"You have lived that life, Ladygray?" he said after a moment. "You have seen it?"
"Yes," she nodded, clasping and unclasping her slim white hands. "For years and years, perhaps even more than you, John Aldous! I was born in it. And it was my life for a long time—until my father died." She paused, and he saw her struggling to subdue the quivering throb in her throat. "We were inseparable," she went on, her voice becoming suddenly strange and quiet. "He was father, mother—everything to me. It was too wonderful. Together we hunted out the mysteries and the strange things in the out-of-the-way places of the earth. It was his passion. He had given birth to it in me. I was always with him, everywhere. And then he died, soon after his discovery of that wonderful buried city of Mindano, in the heart of Africa. Perhaps you have read——"
"Good God," breathed Aldous, so low that his voice did not rise above a whisper. "Joanne—Ladygray—you are not speaking of Daniel Gray—Sir Daniel Gray, the Egyptologist, the antiquarian who uncovered the secrets of an ancient and wonderful civilization in the heart of darkest Africa?"
"Yes."
"And you—are his daughter?"
She bowed her head.
Like one in a dream John Aldous rose from his chair and went to her. He seized her hands and drew her up so that they stood face to face. Again that strange and beautiful calmness filled her eyes.

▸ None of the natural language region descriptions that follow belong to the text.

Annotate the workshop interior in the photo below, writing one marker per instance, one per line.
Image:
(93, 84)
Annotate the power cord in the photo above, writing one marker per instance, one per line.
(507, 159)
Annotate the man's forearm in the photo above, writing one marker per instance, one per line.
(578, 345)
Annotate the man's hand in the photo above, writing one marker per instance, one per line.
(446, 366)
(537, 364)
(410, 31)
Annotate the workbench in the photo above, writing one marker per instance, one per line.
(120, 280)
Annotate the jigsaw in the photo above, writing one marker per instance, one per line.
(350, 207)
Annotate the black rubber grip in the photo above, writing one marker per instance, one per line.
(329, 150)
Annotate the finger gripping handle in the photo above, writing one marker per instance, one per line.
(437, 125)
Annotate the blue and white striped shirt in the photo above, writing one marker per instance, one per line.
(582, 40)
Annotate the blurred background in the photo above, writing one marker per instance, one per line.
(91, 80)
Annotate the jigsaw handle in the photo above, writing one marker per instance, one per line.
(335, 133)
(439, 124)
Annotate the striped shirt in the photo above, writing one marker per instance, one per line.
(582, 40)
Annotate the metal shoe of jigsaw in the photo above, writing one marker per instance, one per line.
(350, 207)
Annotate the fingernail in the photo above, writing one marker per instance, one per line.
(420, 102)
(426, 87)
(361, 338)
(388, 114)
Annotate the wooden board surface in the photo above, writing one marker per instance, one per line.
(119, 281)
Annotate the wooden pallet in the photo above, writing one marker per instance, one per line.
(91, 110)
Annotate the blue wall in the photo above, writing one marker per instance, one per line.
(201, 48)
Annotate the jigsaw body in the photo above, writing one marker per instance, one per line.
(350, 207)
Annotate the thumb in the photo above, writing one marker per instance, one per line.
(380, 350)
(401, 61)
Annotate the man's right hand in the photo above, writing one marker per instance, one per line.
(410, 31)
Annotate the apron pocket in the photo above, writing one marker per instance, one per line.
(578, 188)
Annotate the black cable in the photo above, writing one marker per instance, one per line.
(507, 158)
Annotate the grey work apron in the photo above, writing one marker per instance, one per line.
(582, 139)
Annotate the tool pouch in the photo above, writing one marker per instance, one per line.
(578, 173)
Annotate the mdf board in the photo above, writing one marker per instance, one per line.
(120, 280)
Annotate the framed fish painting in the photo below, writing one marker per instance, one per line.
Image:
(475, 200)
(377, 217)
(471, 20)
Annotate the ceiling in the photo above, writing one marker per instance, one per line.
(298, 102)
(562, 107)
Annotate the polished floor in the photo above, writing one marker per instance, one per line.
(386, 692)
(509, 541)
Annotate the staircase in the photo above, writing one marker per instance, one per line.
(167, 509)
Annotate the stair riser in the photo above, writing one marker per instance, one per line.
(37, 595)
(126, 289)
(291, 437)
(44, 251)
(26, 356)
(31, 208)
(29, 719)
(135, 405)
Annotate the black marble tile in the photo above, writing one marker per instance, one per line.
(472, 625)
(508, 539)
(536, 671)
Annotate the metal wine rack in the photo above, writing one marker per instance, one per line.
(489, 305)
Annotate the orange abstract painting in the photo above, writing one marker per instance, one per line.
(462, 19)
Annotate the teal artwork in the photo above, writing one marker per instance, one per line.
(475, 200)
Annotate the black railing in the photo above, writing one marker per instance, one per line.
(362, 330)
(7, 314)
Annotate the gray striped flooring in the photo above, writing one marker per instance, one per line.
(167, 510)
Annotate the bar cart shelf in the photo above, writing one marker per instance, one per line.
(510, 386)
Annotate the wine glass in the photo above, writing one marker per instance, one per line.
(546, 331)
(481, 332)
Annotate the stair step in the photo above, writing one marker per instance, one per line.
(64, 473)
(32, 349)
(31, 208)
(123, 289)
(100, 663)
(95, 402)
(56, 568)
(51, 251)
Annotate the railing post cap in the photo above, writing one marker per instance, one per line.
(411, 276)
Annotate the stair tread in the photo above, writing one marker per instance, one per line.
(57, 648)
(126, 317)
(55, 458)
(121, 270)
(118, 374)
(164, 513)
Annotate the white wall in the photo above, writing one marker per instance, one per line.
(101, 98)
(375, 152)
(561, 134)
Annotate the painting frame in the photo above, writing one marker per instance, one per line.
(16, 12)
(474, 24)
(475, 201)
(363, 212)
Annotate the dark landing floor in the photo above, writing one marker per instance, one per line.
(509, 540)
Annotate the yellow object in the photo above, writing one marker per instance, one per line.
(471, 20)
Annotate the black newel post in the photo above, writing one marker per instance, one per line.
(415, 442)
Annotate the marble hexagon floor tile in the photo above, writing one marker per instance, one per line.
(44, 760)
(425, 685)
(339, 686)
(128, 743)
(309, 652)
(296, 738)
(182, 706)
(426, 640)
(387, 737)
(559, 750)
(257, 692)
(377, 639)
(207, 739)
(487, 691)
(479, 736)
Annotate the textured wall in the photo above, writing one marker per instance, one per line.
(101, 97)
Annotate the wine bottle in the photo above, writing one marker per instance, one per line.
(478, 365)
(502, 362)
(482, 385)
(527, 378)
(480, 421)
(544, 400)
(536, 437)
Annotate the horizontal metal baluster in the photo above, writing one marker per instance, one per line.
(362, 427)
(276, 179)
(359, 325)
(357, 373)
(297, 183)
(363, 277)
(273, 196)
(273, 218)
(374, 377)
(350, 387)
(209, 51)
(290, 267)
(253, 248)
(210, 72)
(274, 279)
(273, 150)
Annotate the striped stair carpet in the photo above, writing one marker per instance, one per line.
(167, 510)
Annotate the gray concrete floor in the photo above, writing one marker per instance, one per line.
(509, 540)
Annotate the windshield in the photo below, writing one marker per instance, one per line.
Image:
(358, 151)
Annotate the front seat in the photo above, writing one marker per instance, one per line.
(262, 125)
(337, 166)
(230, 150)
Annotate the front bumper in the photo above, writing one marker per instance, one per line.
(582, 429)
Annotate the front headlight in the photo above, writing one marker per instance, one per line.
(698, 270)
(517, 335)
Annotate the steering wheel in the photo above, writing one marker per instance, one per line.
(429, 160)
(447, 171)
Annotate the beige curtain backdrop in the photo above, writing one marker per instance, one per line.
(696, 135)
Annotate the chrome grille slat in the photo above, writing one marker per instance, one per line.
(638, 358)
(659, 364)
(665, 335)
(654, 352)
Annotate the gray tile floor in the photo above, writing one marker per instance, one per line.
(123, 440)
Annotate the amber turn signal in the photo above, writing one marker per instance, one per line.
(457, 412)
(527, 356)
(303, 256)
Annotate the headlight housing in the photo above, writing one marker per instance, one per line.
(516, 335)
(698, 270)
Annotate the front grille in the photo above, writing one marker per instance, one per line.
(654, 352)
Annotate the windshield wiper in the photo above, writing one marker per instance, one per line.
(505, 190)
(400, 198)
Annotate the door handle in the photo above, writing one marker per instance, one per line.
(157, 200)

"Our trails have strangely crossed, Lady Joanne," he said. "They have been crossing—for years. While Sir Daniel was at Murja, on the eve of his great discovery, I was at St. Louis on the Senegal coast. I slept in that little Cape Verde hotel, in the low whitewashed room overlooking the sea. The proprietor told me that Sir Daniel had occupied it before me, and I found a broken fountain pen in the drawer of that sickly black teakwood desk, with the carved serpent's head. And I was at Gampola at another time, headed for the interior of Ceylon, when I learned that I was travelling again one of Sir Daniel's trails. And you were with him!"
"Always," said Joanne.
For a few tense moments they had looked steadily into each other's eyes. Swiftly, strangely, the world was bridging itself for them. Their minds swept back swiftly as the fire in a thunder-sky. They were no longer strangers. They were no longer friends of a day. The grip of Aldous' hands tightened. A hundred things sprang to his lips. Before he could speak, he saw a sudden, startled change leap into Joanne's face. She had turned her face a little, so that she was looking toward the window. A frightened cry broke from her lips. Aldous whirled about. There was nothing there. He looked at Joanne again. She was white and trembling. Her hands were clutched at her breast. Her eyes, big and dark and staring, were still fixed on the window.